Exerpted from The View From John Muir's Window, December, 1999, Issue No. 96, Newsletter of the John Muir Memorial Association


Beneath the tall, stately eucalyptus trees surrounding the Muir home, another day in another time and place, were brought to life for a few hours during the Victorian Ranch Day on Sept. 23, 1999. Using a little imagination, as you walked through the front gates, thrown wide in welcome, you were transported to the 1880s of John Muir's time.

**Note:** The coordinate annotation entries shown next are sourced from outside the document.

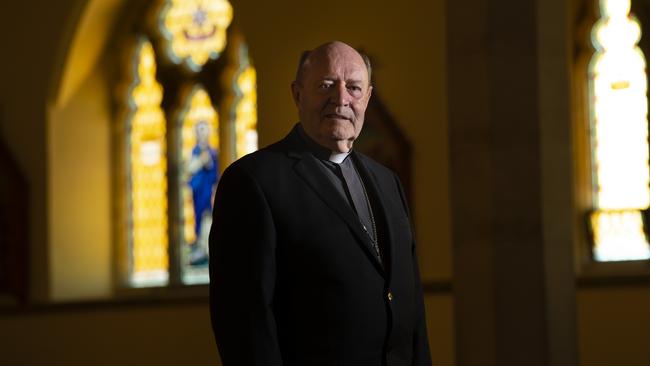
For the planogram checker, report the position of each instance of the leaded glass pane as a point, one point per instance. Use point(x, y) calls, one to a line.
point(194, 31)
point(146, 190)
point(199, 171)
point(619, 136)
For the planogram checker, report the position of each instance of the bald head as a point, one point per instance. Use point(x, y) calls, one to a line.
point(307, 56)
point(332, 90)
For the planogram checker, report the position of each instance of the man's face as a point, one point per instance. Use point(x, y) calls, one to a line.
point(332, 96)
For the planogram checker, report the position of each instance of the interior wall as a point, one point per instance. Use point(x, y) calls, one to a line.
point(613, 326)
point(80, 193)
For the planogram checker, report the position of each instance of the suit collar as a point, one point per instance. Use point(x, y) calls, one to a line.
point(307, 167)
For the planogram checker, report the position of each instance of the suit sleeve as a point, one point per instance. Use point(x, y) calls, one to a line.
point(242, 273)
point(421, 353)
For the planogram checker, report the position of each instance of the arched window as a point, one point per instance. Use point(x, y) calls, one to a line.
point(618, 109)
point(189, 110)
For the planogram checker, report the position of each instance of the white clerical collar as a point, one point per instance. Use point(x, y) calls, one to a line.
point(338, 157)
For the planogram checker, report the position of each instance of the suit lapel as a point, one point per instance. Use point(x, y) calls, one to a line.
point(380, 206)
point(307, 168)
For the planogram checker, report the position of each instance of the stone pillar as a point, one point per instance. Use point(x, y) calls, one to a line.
point(511, 186)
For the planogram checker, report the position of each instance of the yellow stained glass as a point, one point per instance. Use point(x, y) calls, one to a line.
point(198, 120)
point(147, 192)
point(194, 31)
point(246, 113)
point(621, 174)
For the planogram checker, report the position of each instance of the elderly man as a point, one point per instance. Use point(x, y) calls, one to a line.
point(312, 255)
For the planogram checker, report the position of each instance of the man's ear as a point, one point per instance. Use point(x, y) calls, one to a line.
point(295, 93)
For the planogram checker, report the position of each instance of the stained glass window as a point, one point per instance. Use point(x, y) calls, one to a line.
point(619, 136)
point(194, 30)
point(241, 80)
point(146, 189)
point(172, 143)
point(198, 127)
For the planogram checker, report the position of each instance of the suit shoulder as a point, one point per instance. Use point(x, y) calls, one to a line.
point(260, 162)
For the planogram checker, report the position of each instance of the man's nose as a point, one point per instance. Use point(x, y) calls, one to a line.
point(340, 95)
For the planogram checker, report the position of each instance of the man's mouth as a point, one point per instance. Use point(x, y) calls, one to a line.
point(336, 116)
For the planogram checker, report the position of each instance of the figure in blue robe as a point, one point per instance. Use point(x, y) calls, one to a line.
point(203, 167)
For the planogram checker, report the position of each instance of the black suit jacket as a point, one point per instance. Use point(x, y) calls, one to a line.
point(293, 277)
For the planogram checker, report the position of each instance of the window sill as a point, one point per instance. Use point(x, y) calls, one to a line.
point(123, 298)
point(609, 274)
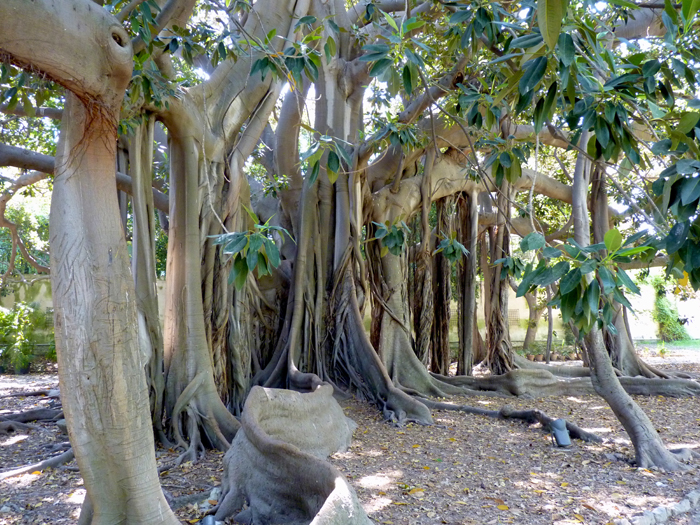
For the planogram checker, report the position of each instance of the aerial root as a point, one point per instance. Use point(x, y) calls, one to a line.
point(528, 416)
point(53, 462)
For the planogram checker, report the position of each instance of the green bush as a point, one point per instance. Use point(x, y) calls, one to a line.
point(666, 314)
point(18, 328)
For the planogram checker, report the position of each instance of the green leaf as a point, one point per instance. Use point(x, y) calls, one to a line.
point(236, 244)
point(633, 251)
point(314, 172)
point(550, 14)
point(602, 132)
point(390, 20)
point(273, 253)
point(407, 80)
point(256, 242)
point(240, 272)
point(607, 279)
point(688, 121)
point(627, 282)
point(688, 9)
point(690, 191)
point(527, 41)
point(551, 253)
point(532, 241)
point(565, 49)
point(570, 281)
point(380, 66)
point(620, 298)
point(539, 115)
point(568, 305)
point(592, 296)
point(332, 166)
point(533, 74)
point(329, 48)
point(677, 236)
point(613, 240)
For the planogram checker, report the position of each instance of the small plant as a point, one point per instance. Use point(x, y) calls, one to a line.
point(663, 352)
point(17, 330)
point(666, 315)
point(391, 236)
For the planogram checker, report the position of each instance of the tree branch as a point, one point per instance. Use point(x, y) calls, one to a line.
point(43, 164)
point(52, 113)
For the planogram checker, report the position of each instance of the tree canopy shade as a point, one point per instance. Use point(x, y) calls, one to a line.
point(356, 119)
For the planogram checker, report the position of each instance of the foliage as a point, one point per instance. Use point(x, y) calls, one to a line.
point(34, 231)
point(18, 328)
point(392, 236)
point(665, 313)
point(590, 279)
point(452, 249)
point(252, 250)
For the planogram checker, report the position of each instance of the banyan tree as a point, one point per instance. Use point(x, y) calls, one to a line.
point(316, 163)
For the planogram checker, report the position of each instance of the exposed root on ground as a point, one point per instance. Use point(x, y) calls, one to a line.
point(528, 416)
point(539, 382)
point(35, 414)
point(194, 412)
point(12, 427)
point(52, 393)
point(53, 462)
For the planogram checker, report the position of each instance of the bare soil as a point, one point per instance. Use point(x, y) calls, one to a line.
point(465, 469)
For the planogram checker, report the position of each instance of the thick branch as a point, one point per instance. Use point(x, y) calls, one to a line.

Greeted by ladies in elegant Victorian dress, with lace fichu draped over delicate shoulders and sweet faces shaded from the sun by a dainty parasol; feathers and flowers draped over glamorous picture hats, and long taffeta skirts rustling, the sights and sounds of an earlier day were created by members of the John Muir Association and their friends.

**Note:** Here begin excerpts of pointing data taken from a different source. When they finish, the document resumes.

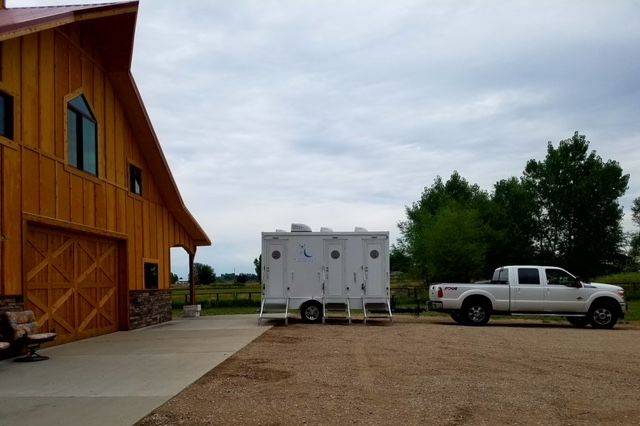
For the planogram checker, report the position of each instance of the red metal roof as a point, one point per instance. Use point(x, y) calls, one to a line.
point(16, 22)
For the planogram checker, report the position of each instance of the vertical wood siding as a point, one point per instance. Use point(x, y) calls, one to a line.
point(41, 71)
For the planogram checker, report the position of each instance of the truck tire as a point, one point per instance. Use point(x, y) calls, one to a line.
point(603, 315)
point(580, 322)
point(457, 317)
point(476, 312)
point(311, 311)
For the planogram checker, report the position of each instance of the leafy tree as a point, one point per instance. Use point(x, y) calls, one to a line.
point(579, 226)
point(512, 224)
point(634, 251)
point(257, 263)
point(204, 274)
point(439, 206)
point(399, 260)
point(456, 248)
point(635, 211)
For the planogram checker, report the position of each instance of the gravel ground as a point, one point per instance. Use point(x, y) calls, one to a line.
point(420, 370)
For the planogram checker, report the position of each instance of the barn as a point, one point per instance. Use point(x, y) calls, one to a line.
point(89, 208)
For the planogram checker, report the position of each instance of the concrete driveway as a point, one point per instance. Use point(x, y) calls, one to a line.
point(118, 378)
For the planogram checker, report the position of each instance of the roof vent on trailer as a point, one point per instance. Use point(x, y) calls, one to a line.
point(300, 227)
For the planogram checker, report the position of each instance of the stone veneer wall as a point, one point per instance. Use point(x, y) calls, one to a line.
point(149, 307)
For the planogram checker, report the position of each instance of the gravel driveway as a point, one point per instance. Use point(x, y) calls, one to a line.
point(424, 370)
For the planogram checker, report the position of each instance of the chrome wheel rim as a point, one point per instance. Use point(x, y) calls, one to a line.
point(476, 313)
point(312, 313)
point(602, 316)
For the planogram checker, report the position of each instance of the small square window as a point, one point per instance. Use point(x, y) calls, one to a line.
point(150, 275)
point(135, 179)
point(6, 115)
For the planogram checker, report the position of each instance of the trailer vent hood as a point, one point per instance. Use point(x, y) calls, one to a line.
point(300, 227)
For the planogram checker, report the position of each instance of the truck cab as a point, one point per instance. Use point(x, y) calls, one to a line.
point(531, 290)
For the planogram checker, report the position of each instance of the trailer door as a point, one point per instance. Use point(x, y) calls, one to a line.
point(334, 268)
point(276, 269)
point(375, 267)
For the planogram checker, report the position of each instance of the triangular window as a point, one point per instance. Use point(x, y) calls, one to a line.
point(82, 136)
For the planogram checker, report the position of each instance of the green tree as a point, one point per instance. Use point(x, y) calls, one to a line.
point(257, 264)
point(439, 206)
point(399, 259)
point(456, 246)
point(204, 274)
point(634, 252)
point(579, 226)
point(512, 224)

Sights, such as the vision of Scottish dancers whirling and twirling in their brilliantly colored plaid kilts to the sounds of bagpipes and lively airs; or the spinning wheels turning steadily round and round as strands of wool were twisted into yarn. Sounds, like the ringing of the blacksmith's hammer as it crashed down on fiery hot steel at the smithy's corner, his muscled arms rippling as he pounded the red hot metal against his anvil, turning it gradually into the shape he wanted.

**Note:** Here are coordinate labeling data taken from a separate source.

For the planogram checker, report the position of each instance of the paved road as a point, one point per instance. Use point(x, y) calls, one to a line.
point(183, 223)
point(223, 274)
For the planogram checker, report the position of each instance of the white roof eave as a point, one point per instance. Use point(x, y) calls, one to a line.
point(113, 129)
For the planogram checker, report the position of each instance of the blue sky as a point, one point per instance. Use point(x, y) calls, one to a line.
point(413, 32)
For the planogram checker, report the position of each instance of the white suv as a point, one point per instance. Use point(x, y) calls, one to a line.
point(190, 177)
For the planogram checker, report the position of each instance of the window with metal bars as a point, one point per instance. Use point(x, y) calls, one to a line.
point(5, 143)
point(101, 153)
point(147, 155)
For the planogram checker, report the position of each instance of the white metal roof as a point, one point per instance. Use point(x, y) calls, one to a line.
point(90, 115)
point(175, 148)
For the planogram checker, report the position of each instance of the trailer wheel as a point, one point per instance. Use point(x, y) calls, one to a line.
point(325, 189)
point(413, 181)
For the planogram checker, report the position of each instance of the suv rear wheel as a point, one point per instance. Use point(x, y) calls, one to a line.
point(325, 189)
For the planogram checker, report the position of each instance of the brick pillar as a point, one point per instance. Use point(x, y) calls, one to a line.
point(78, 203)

Sights and sounds of the past, like the crackle of the fierce, flickering flames as they grew hotter when the blacksmith turned the handle of the blower at his forge, forcing oxygen onto the fire to increase its heat; the smithy's body darkly silhouetted against the background of the brilliantly red flames.

There were tastes too, of those earlier times, with nibbles of homemade quince and plum jam, and freshly baked cornbread pulled from a beehive shaped adobe outdoor oven on a long handled wooden paddle, where much earlier in the morning, the oven had been heated by the crimson flames of an open fire.

Inside the Muir home, ladies created beautiful handworked lace, and fashioned intricate smocking on girls' dresses, or worked on exquisitely detailed quilts. Outside, John Keibel described the old-fashioned process of cutting and drying fruit on long wooden trays, while a beekeeper demonstrated how to successfully steal the sweet honey from the bees without being stung, by wearing thick gloves and mesh screened hat. A small boy, trying on the gloves and hat, was dwarfed by them as he practiced squeezing the bellows that would blow a pouf of smoke to stun the bees momentarily as you did your work.

My mother, who was born in 1910, had the privilege of seeing the great man himself, John Muir, in person. As a child, she remembered seeing a tall bearded man when she played while her mother worked in Muir's cutting sheds during apricot season. Later, as an adult, she realized that it had been John Muir, supervising and checking on work being done cutting and drying apricots on the ranch each summer.

My daughter, who was born in 1970, also had the privilege of seeing John Muir in person in the year 1999. This time, in the person of Garth Gilchrist, whose lilting and musical Scots burr brought Muir to life as a younger man, telling the tales of his childhood in Scotland; of his early days in America, working from dawn until dusk on his sternly disciplined father's Wisconsin farm; and of his fateful journey across the United States, to find a final home and resting place, right here in Martinez.

Gilchrist's Muir was brought to life before our very eyes, like magic, erasing the years, the time that has passed, making him a young man again, full of fervent energy and enthusiasm, brimming with joy over the bounties of nature.